Why does `filterBidirectional` exist, and why isn't it called `filter`?

Steven Schveighoffer schveiguy at gmail.com
Thu Mar 9 22:18:42 UTC 2023


On 3/9/23 4:16 PM, Paul Backus wrote:
> On Thursday, 9 March 2023 at 19:48:21 UTC, Steven Schveighoffer wrote:
>> On 3/9/23 12:07 PM, Paul Backus wrote:
>>> I think probably you have to go on a case-by-case basis. 
>>> `File.byLine`, for example, does not and should not precompute 
>>> `front`, because doing so is potentially very expensive. OTOH, `iota` 
>>> does and should precompute `front`, because doing so is essentially 
>>> free and makes the implementation much simpler.
>>
>> I disagree. If you construct a `byLine` you intend to iterate by lines.
> 
> I gave examples in my post of situations where the user may construct a 
> range before deciding whether or not to iterate it. If you find those 
> examples unconvincing, I'd be happy to hear why.

`choose(cond, a(), b())` could evaluate the parameters lazily, and then 
it doesn't matter if a() or b() precomputes.

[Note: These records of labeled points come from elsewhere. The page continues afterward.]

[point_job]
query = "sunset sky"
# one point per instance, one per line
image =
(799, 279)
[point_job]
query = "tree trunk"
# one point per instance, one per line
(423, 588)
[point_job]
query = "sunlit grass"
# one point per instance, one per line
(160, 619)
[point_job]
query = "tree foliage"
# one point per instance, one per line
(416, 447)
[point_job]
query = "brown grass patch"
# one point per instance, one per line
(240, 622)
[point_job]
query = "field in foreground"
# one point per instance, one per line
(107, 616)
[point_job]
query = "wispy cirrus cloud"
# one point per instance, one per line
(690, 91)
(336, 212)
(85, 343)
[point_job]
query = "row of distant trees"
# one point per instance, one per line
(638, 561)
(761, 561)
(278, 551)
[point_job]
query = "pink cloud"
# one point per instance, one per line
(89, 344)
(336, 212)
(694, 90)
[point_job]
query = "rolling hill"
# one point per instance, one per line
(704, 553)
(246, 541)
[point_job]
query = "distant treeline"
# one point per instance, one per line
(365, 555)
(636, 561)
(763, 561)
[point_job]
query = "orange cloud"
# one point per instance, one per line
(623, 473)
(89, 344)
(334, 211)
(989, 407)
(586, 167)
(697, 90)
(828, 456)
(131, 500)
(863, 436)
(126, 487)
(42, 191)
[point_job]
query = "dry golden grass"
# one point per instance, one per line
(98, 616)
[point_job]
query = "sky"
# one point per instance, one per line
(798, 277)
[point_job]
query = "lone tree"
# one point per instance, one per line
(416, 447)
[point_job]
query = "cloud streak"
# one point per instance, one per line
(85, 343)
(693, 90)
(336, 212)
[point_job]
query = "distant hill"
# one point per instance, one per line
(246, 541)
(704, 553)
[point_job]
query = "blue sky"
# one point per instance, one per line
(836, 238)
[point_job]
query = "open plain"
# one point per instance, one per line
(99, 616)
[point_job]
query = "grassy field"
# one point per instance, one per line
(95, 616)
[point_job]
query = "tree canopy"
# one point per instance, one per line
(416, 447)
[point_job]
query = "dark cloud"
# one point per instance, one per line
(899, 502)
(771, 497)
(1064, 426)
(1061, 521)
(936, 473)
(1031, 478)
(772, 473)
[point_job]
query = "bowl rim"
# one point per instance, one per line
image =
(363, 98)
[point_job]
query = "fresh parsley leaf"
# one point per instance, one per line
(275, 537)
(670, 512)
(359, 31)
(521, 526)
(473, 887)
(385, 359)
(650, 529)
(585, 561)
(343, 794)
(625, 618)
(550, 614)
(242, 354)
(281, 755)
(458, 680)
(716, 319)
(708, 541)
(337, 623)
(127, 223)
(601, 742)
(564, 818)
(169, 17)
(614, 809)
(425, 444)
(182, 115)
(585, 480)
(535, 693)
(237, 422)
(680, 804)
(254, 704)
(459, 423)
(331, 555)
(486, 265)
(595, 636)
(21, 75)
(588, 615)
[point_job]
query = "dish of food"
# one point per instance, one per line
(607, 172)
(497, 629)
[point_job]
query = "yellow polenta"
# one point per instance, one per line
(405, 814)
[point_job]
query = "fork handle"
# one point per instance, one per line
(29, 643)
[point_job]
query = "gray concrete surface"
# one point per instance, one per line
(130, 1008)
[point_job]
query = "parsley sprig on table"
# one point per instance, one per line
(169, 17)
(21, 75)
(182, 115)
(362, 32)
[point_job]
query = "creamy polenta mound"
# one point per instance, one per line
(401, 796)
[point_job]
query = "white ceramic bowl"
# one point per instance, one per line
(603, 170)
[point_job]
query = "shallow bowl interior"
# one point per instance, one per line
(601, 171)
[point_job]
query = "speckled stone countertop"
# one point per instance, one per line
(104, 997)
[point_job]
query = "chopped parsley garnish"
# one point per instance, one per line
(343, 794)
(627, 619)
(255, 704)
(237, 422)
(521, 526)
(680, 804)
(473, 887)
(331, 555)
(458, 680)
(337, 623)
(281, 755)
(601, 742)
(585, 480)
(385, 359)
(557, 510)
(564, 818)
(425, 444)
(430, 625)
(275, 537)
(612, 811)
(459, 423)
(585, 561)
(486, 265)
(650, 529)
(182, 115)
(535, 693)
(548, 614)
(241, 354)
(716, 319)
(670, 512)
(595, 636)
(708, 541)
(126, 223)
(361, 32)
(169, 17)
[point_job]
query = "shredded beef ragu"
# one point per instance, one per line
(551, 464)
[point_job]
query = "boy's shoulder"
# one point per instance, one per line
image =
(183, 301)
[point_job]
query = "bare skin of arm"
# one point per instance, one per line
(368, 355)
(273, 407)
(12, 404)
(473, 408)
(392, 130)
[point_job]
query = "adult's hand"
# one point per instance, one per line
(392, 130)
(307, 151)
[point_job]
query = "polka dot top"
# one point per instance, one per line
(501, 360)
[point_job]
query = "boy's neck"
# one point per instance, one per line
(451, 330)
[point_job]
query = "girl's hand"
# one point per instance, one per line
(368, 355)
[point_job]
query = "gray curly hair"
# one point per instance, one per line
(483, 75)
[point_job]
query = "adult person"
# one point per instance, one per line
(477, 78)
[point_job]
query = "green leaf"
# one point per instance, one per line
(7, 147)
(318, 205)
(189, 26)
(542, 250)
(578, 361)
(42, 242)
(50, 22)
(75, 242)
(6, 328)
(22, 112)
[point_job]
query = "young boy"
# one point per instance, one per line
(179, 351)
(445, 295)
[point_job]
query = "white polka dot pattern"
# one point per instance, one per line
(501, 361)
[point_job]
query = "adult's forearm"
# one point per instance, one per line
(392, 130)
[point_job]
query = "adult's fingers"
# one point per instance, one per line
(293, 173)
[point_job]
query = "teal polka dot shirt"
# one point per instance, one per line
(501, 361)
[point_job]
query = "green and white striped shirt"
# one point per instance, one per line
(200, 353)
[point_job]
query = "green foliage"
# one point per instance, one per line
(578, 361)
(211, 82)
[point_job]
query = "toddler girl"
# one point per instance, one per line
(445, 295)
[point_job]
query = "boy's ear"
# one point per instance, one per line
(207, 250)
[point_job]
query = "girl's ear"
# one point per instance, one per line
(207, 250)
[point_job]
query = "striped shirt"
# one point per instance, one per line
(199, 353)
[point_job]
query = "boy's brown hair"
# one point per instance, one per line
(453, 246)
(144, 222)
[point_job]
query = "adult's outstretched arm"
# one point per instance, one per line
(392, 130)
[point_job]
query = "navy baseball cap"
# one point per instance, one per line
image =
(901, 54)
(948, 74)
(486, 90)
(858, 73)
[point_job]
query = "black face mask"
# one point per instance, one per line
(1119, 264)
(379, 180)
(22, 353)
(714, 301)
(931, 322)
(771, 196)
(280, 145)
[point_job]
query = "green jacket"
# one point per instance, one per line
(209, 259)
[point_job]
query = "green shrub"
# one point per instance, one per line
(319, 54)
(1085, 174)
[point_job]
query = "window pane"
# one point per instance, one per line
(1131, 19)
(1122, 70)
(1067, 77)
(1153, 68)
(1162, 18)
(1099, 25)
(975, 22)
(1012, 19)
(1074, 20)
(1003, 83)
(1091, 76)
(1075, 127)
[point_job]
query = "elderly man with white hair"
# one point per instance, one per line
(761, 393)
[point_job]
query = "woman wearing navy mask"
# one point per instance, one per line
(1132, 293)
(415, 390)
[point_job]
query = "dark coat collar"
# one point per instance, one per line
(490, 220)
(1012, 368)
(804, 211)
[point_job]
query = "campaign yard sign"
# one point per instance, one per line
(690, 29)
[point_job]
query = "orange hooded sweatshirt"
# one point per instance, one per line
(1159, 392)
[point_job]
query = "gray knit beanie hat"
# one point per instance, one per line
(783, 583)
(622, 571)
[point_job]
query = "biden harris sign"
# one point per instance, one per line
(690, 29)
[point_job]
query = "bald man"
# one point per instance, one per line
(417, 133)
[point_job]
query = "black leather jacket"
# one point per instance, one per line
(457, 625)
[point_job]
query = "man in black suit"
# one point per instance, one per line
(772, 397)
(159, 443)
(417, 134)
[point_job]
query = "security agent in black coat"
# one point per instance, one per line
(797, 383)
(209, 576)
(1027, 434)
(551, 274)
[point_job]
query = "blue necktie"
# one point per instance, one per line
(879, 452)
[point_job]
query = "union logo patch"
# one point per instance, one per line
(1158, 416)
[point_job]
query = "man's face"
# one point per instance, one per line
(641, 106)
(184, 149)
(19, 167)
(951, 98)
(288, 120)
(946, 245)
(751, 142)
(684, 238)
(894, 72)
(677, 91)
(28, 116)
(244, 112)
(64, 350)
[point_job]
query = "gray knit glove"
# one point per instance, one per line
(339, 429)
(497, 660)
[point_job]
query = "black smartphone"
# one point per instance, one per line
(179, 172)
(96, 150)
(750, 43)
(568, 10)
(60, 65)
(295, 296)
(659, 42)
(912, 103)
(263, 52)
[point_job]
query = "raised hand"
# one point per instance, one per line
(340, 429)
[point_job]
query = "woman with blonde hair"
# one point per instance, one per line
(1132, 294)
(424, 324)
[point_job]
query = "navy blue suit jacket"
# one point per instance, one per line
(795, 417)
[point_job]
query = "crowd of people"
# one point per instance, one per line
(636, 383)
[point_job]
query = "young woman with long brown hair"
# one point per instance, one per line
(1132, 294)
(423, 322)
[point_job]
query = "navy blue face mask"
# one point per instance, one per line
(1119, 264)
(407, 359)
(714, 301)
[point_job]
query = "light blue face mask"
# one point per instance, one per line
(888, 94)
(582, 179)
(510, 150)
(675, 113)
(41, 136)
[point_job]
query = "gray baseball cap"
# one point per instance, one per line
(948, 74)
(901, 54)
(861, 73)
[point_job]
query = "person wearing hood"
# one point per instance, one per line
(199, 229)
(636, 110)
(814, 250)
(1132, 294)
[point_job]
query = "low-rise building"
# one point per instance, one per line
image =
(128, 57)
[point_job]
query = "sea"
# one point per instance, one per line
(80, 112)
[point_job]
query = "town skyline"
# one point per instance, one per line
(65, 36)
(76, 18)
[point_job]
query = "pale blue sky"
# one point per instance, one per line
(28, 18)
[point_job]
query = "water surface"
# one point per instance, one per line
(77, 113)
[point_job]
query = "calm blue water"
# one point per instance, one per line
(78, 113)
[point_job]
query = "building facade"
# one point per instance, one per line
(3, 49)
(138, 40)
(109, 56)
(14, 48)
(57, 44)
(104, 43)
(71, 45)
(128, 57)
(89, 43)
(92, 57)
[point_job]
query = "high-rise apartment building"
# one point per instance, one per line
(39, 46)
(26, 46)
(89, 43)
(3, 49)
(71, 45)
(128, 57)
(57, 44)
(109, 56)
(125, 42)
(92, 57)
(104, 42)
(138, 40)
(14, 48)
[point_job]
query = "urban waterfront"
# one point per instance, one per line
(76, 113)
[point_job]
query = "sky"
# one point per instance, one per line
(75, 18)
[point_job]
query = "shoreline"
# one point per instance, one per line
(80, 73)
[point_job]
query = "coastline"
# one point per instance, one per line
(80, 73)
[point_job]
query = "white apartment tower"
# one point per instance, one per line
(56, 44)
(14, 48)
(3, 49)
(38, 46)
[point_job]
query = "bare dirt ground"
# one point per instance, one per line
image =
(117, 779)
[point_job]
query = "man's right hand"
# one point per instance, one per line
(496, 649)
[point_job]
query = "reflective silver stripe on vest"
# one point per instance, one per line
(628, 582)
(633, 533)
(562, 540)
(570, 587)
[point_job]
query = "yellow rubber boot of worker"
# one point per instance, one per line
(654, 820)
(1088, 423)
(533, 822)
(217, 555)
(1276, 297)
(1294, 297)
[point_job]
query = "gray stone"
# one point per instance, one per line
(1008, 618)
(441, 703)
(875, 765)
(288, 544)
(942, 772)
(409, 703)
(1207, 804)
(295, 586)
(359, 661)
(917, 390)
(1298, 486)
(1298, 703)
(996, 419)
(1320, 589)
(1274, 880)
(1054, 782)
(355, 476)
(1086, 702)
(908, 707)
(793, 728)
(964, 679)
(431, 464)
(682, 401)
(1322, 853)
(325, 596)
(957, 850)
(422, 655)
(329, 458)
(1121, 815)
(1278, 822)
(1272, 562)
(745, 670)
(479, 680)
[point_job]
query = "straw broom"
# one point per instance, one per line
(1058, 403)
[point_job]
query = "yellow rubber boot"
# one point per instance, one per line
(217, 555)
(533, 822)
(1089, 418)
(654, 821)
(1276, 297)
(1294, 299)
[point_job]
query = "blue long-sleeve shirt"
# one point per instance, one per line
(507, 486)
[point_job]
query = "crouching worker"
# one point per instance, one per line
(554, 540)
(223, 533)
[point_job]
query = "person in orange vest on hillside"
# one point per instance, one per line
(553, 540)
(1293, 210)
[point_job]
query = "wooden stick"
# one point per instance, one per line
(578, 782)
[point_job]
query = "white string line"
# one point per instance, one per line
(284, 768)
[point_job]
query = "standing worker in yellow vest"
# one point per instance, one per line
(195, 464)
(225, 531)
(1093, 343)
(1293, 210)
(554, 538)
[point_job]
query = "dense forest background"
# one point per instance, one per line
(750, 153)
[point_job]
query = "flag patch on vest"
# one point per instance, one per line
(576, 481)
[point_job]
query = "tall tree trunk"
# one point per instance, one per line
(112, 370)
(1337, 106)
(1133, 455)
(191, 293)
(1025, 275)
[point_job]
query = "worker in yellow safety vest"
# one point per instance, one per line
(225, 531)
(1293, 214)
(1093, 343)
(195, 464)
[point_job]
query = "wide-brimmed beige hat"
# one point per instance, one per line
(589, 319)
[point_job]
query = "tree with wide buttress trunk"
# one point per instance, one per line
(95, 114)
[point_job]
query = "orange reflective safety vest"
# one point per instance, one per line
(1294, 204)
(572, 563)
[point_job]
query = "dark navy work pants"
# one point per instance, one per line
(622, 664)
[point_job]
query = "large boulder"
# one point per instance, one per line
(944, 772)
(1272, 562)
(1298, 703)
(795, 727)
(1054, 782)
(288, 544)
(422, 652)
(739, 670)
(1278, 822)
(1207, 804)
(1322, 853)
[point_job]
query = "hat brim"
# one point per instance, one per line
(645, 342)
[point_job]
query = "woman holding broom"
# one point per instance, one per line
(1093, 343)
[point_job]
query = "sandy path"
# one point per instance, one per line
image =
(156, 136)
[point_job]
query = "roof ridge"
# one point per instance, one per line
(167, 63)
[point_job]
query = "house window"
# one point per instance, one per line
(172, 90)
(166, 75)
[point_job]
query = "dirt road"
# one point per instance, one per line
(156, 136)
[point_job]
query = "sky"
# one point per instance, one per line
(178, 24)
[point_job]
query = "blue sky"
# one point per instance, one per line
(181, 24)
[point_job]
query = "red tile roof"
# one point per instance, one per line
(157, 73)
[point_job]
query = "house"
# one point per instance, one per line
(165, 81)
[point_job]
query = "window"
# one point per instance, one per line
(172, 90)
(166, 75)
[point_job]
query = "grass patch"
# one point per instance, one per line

In fact, the implementation 
ignores one of them anyway.

For chain, it's more complex, because you don't know when the 
initialization will need to happen. But I'm also fine with that 
consequence in exchange for simplification of expectations.

Let's say it's `chain(File("foo.txt").byLine, File("bar.txt").byLine)`. 
It's going to be expensive to open the file, but not really any more 
expensive to read the first data into the buffer (the disk cache will 
have it ready for you). So you don't save anything significant. However, 
you lose on the congnitive load for *all* uses of byLine, and indeed all 
ranges now have a semantic parameter that you have to either "just know" 
or read the docs/implementation.

We already have very complex situations that happen because of the 
interactions between range initialization and iteration. Most of them 
happen when you expect lazy or eager, and the other is chosen. I think 
we should just pick one, and say, it's always that way, and if you want 
something different, you need wrappers.